The United Nations warns that conflict and poverty are fueling human trafficking and modern slavery, putting $150 billion a year into the coffers of organized crime worldwide.
“Trafficking networks have gone global,” U.N. Secretary-General Antonio Guterres told the Security Council on Wednesday during a special session on the issue. He said victims can be found in 106 countries.
Some 21 million people are estimated to be victims, used as forced labor, sex slaves, coerced into prostitution, or involuntarily recruited into armed groups. Some even have had their organs removed by traffickers to sell on the illegal transplant market.
“For organized crime networks, human trafficking is a low-risk, high-reward criminal business,” said Yury Fedotov, head of the U.N. Office of Drugs and Crime. He said low conviction rates for perpetrators let traffickers operate with near-impunity.
The conflicts in Syria, Afghanistan, Somalia and elsewhere are churning out millions of desperate and vulnerable people susceptible to traffickers.
Somali human rights campaigner Ilwad Elman told the council that in her country, women and young children are trafficked for domestic work, forced prostitution and even organ removal.
“Conflict and insecurity breed desperation, and traffickers present themselves as a ticket out of all of that,” she said via a video link from Mogadishu.
“Erosion of the rule of law enables transnational trafficking networks to act with impunity,” Britain’s Independent Anti-slavery Commissioner Kevin Hyland told the Security Council.
Slave trade ‘booming’ in Libya
“Europol has confirmed that traffickers are increasingly targeting refugees in the EU,” Hyland said, referring to the European Union’s law enforcement agency. “And nearly half of all refugees are children, many of whom are unaccompanied and, therefore, especially vulnerable.”
He told of meeting a 15-year-old Eritrean girl at a refugee reception center on the Italian island of Lampedusa. She had been kidnapped and held for three months in Libya in a “connection house” where she was raped multiple times a day.
“A modern-day slave trade is now booming in Libya,” Hyland warned. “Political, military and social conditions have created an environment where traffickers have thrived.”
According to the International Organization for Migration, more than 70 percent of migrants moving from North Africa to Europe have experienced exploitation and human trafficking, mainly in Libya.
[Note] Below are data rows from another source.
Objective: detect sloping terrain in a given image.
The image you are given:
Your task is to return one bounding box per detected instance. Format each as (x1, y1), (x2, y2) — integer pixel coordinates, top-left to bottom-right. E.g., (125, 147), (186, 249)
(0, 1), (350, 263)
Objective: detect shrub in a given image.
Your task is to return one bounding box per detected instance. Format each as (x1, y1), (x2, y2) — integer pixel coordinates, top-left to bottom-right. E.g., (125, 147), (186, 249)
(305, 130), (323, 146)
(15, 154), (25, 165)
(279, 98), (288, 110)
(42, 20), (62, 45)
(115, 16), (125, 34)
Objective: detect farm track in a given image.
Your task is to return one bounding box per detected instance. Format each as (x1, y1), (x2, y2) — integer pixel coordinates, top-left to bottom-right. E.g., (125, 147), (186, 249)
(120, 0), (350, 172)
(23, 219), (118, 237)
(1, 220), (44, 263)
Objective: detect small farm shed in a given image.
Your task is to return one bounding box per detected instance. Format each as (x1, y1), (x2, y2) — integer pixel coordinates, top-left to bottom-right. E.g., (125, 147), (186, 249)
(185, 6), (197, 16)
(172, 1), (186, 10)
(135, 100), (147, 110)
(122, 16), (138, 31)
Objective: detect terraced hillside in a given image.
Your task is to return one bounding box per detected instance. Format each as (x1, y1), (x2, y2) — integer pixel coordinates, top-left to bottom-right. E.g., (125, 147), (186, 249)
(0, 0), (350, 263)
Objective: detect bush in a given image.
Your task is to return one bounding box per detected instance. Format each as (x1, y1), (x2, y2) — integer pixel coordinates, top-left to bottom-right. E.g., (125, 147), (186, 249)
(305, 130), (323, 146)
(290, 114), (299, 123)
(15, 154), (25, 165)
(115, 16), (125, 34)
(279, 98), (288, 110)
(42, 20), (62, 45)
Terror groups, including Islamic State and Boko Haram, also engage in enslavement and forced labor, while drug traffickers use kidnapping and ransom to finance their operations.
The current refugee and migration crisis is a boon to traffickers.
“As people take to the road, predators take advantage,” Secretary-General Guterres said. Refugee camps have become a fertile hunting ground for traffickers to find new victims.
No borders
But trafficking can happen far from conflict zones, as well.
“No country is immune from this crisis,” U.S. Ambassador to the United Nations Nikki Haley said. “That includes the United States, where, despite our efforts to combat human trafficking, too many people are still falling victim to criminals who force them into prostitution or other types of work with no pay and no way out.”
Haley noted that traffickers are using technology and the internet to their advantage in the recruiting and selling of people.
President Donald Trump's administration is committed to ending this “absolutely horrific practice,” she said, and is about to launch a new initiative to raise $1.5 billion to help countries break up trafficking rings and assist survivors.
“The funding will come partly from the U.S. government, but unlike most assistance programs, the initiative will seek to raise most of its money from partners in foreign governments and in the private sector.”
Ending modern slavery must be a collective effort, Haley said, and she pledged that the new initiative would spend its money on programs that “show results.”
“Groups that receive funding must set measurable goals, and they must target a 50-percent reduction in modern slavery for the population they will be working with,” she said.
Prevention efforts
The secretary-general made clear there is much that states can do to both punish and prevent human trafficking.
He said a solid legal framework already is in place, including the U.N. Convention Against Transnational Crime, and conventions from the International Labor Organization and the Global Plan of Action on Human Trafficking.
States also need to strengthen cooperation and coordination on law enforcement, investigations and intelligence sharing, Guterres said.
“At the same time, we need to get at the underlying vulnerabilities that fuel this phenomenon,” the U.N. chief added, “by empowering girls through education, by respecting the rights of minorities and by establishing safe and legal channels of migration.”